Google Testing Telehealth Service Linked to Search

Ken Terry

October 24, 2014

Google has launched a pilot of a new service that ties Internet searches to the capability to do video consultations online with local physicians. This venture, if it succeeds, could accelerate the growth of telehealth and could give physicians an easy way to provide remote consults to their own patients, observers say.

In the pilot, when a consumer uses Google to search for information on a particular health condition or set of symptoms, some users will see a "talk to a doctor now" link in the right hand panel of the page. The goal is to help people who do not find what they're looking for get a better explanation of the topic.

"When you're searching for basic health information [for] conditions like insomnia or food poisoning, our goal is provide you with the most helpful information available," Google spokesperson Liz Markman told Medscape Medical News. "We're trying this new feature to see if it's useful to people.

"For this trial, we're working with a number of partners like Massachusetts General Hospital, Scripps Hospital, and One Medical Group, who are making their doctors available," she said.

Physicians who participate in the Google pilot will be featured in a section of the company's website called "Helpouts." In this area, consumers can search for expert advice in many areas, ranging from plumbing to fashion to parenting. Helpouts already includes some physicians and other healthcare professionals, but their names do not pop up when a consumer researches health topics on Google.

The potential audience for Google's new service is huge. Eight in 10 Internet users search for healthcare information online, according to a report by the Pew Internet Project, and Google is by the far the largest search engine.

Dr Google?

"We've been joking around for years about Dr Google, but it's a reality," said Nancy Fabozzi, from Frost & Sullivan, a global consulting and research firm, in an interview with Medscape Medical News. "It's an entrenched behavior among everybody. If they want to know about a disease or a medication, or anything else related to health, the first thing they do is Google it."

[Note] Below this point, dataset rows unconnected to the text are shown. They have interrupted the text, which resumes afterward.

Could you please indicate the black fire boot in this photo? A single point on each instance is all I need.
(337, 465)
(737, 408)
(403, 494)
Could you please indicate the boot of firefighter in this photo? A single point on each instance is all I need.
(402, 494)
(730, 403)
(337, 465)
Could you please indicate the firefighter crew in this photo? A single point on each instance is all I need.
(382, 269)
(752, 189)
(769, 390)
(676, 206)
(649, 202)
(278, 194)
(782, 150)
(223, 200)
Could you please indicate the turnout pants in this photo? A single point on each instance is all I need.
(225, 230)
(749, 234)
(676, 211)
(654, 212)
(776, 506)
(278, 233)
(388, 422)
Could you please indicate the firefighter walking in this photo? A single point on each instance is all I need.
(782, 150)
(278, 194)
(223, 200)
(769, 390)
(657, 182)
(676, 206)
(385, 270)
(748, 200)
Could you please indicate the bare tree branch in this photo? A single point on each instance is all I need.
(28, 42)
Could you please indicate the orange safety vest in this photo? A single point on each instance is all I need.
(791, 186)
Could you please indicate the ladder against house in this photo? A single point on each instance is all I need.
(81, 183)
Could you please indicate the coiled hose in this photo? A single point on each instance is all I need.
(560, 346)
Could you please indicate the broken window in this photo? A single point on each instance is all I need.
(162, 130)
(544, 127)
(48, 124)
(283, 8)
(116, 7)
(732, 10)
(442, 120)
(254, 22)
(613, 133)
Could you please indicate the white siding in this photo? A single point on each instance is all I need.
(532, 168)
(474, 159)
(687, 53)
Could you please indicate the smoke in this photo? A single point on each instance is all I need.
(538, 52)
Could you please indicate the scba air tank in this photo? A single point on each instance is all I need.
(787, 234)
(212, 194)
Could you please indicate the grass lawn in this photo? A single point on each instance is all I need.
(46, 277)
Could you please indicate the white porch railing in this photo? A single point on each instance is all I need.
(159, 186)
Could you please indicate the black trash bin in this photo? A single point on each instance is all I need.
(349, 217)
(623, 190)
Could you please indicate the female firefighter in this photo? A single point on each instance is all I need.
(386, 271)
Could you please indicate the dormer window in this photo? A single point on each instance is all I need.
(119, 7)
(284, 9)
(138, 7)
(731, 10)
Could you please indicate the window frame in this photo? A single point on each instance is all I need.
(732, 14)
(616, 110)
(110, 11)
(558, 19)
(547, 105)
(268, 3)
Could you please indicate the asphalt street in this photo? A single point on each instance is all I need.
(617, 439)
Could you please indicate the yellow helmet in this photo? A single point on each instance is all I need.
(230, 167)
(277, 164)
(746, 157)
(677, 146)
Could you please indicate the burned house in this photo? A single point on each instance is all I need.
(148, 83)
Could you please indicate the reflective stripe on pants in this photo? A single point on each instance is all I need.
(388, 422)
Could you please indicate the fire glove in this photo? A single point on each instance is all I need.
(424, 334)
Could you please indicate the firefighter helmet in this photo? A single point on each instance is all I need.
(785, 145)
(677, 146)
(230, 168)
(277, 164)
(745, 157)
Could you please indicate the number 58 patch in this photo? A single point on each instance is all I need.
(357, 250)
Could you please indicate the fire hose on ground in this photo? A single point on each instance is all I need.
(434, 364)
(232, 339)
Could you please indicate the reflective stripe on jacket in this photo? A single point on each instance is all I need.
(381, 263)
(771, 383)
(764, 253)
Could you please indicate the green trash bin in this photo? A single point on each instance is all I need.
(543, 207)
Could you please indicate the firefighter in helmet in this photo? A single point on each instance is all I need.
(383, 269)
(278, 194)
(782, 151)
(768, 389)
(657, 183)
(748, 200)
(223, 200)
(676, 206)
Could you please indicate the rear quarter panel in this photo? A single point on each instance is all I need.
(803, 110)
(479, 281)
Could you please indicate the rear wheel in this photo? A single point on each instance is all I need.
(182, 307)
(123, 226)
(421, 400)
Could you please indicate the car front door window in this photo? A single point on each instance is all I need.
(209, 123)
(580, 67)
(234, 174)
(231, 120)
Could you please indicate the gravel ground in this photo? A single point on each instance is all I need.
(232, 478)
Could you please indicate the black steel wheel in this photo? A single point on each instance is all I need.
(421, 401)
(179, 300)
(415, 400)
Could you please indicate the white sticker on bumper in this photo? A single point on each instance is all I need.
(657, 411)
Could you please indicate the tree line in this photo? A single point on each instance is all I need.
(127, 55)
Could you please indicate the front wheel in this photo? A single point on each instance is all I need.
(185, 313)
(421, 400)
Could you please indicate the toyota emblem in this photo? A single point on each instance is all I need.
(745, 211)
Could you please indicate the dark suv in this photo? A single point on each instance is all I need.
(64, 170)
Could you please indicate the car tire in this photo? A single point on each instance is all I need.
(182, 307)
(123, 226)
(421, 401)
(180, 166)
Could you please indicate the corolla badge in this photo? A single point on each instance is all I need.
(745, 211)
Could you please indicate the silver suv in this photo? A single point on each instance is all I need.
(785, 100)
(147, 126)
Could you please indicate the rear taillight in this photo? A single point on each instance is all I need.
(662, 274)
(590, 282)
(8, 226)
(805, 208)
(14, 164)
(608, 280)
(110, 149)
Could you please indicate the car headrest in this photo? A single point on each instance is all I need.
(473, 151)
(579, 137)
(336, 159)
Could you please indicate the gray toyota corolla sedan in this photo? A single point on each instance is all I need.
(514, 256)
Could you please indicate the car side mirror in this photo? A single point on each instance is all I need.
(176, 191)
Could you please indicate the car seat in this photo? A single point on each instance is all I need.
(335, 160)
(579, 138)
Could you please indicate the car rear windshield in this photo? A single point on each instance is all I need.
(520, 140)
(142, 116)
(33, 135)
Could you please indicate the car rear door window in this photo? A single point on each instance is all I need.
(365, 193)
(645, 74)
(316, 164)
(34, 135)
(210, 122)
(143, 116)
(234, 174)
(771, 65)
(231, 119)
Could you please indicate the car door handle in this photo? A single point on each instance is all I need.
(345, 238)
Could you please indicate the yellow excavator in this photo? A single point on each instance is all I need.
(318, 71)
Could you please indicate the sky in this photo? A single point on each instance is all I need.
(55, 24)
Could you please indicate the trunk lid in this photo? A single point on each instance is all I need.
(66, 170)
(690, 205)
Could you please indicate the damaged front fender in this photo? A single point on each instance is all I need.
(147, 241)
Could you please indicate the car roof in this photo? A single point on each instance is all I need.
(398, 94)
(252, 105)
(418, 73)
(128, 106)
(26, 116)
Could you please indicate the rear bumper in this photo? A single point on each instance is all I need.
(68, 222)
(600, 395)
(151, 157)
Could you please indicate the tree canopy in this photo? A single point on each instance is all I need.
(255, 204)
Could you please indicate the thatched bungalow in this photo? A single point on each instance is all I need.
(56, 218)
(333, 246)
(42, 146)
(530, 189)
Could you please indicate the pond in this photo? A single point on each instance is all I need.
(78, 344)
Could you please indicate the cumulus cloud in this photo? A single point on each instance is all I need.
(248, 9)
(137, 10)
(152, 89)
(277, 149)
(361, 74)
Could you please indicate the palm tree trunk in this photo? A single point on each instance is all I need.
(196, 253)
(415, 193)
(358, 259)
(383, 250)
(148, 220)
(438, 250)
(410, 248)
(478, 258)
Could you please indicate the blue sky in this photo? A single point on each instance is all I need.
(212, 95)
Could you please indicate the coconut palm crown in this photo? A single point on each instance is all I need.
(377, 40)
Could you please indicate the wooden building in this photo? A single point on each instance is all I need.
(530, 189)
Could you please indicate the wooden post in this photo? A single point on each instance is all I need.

Fabozzi believes that if Google decides to introduce the new service, it will be very convenient for a lot of people, especially young people on the go. So this is something physicians should pay attention to, she said.

"Every healthcare provider should be aware of what Google is doing and consider partnering with them," Fabozzi declared. "Because they're not going away."

Jonathan Linkous, chief executive officer of the American Telemedicine Association, noted that Google could have a huge effect on the telehealth market because of its leadership in the search business. That, in turn, will affect physicians. "We're quickly getting to the point where primary care docs are going to have to provide telehealth consults to patients, because if they don't, some other doc will," he told Medscape Medical News.

Keeping It Local

Google is not the first telehealth service to work with local providers. MDLive has a deal with Sentara Health in Virginia, and American Well has done something similar with USF Health in Florida. HealthTap has always offered consultations with local physicians. Some telehealth services, including American Well and Teladoc, give consumers the ability to consult with physicians in faraway locations.

Fabozzi believes Google is using local physicians because of regulatory concerns. "Trying to limit it to local providers is very smart, because even though they say their service is [Health Insurance Portability and Accountability Act (HIPAA)-]compliant, there are a lot of concerns about privacy with Google," she said.

Linkous cited another type of regulatory issue: Different states, he pointed out, have varying licensing requirements for physicians, as well as different telehealth regulations. Google's approach, he said, looks like an attempt to sidestep the need to have physicians licensed in multiple states.

The local physicians that Google is using from Scripps Health, Massachusetts General Hospital, and other healthcare organizations might not have their own patients consult them through Google initially, he noted. But that could change.

"Eventually, local doctors will develop relationships online with their own patients, and they could very well use Google Health to do that," Linkous said. "It provides a platform that a local provider could use to talk with his or her own patients."

Meanwhile, he added, healthcare organizations are using telemedicine to expand their own footprints. He cited the Mayo Clinic, which he said is talking to hospitals across the country about a system that includes e-consults. Similarly, Massachusetts General Hospital could use telehealth to expand referrals to its own facilities.

Competition, he concluded, will force physicians to engage in remote consults with their patients, and Google could provide this capability "at little or no cost to the doctor, so they don't have to create their own [telehealth] portals."

However, it is likely that physicians will pay Google to be listed by its service, and will then charge patients for their consultations, said Fabozzi.